Two decades later, the court followed up by ruling in Panetti v. Quarterman (2007) that Texas violated that requirement when it found an inmate competent to be executed without holding a hearing or allowing the inmate an opportunity to present evidence. Justice Anthony M. Kennedy wrote the majority opinion, joined by the court’s four liberals; four conservative justices dissented.
The history of Clayton’s case is procedurally complex. Clayton’s relatives testified at his trial that his personality changed dramatically after the 1972 saw mill accident. Two brothers recounted for the jury that Clayton’s marriage broke up, he began drinking to excess, and he became anti-social, impatient, and subject to violent outbursts.
Clayton was tried for shooting a police officer who tracked him to his girlfriend’s home after Clayton had gotten into an argument with her at a convenience store.

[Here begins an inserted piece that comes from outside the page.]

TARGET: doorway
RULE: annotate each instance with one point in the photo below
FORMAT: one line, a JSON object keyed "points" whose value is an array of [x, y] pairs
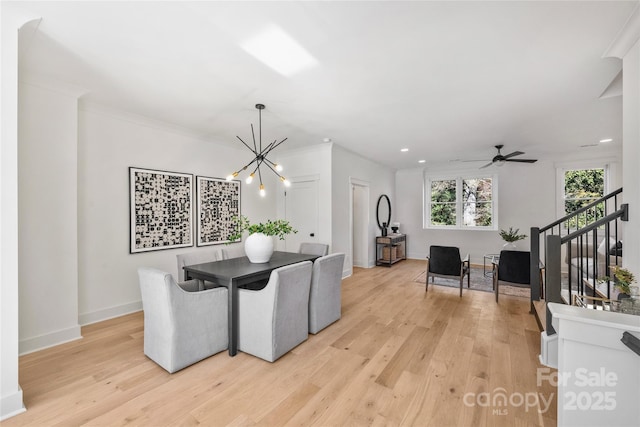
{"points": [[360, 223]]}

At trial, his lawyer argued that Clayton was incapable because of his brain injury to form the intent needed to sustain a first-degree murder count. The jury rejected the argument and found him guilty. At the sentencing hearing, Clayton contended his mental illness was a mitigating factor, but the jury again rejected the argument and sentenced him to death.
In a post-conviction challenge, Clayton first raised the separate argument of his mental competency to assist in his defense and asked for a new trial because his court-appointed counsel had failed to raise the issue. But the Missouri Supreme Court ruled that a lawyer had no duty to investigate the issue if a client appeared able to understand the proceedings.
Clayton renewed his claim in a federal habeas corpus petition. The federal district court ordered a new psychiatric evaluation and heard conflicting evidence from the state’s psychiatrist and Clayton’s, but it ruled in 2006 that Clayton had been competent at trial and was competent based on the present evaluations.
Clayton tried again in January after the state scheduled his execution for March 17. He supported his habeas corpus petition before the Missouri Supreme Court, filed on March 10, with a new affidavit from his psychiatrist stating that his mental condition had deteriorated in prison because of the lack of any treatment and that he did not understand the impending execution.
Clayton asked for a full hearing, but the four justices in the majority would not hear of it. Evidently impatient with the delay and the last-minute filing, the court evaluated Clayton’s mental condition solely on the basis of the written record. “There is no evidence that he is not capable of understanding matters in extenuation, arguments for executive clemency or reasons why the sentence should not be carried out.’” Justice Paul Wilson wrote in the March 14 decision, quoting criteria from the Missouri statute.
Writing for three dissenters, Justice Laura Denvir Stith was put off instead by what she called Missouri’s “sudden rush of executions.” Clayton’s was to be the state’s 14th since November 2013. And she found the majority’s impatience unwarranted as well. The issue, she wrote, is “is whether he is sufficiently competent today to be executed.” Without a full hearing, she said the majority had “put the cart before the horse.”
The U.S. Supreme Court refused Clayton’s final effort to stay the execution pending a full hearing in an order issued late on the evening of March 17. Kennedy joined with the four conservatives in an action that undermined his own earlier opinion requiring a hearing on competency before an execution. The four liberal justices dissented but without opinion.
“For centuries, no jurisdiction has countenanced the execution of the insane,” Justice Marshall wrote back in 1986. In Clayton’s case, however, two courts of last resort did countenance a clear risk that a brain-damaged inmate was executed with only a diminished understanding of what was happening.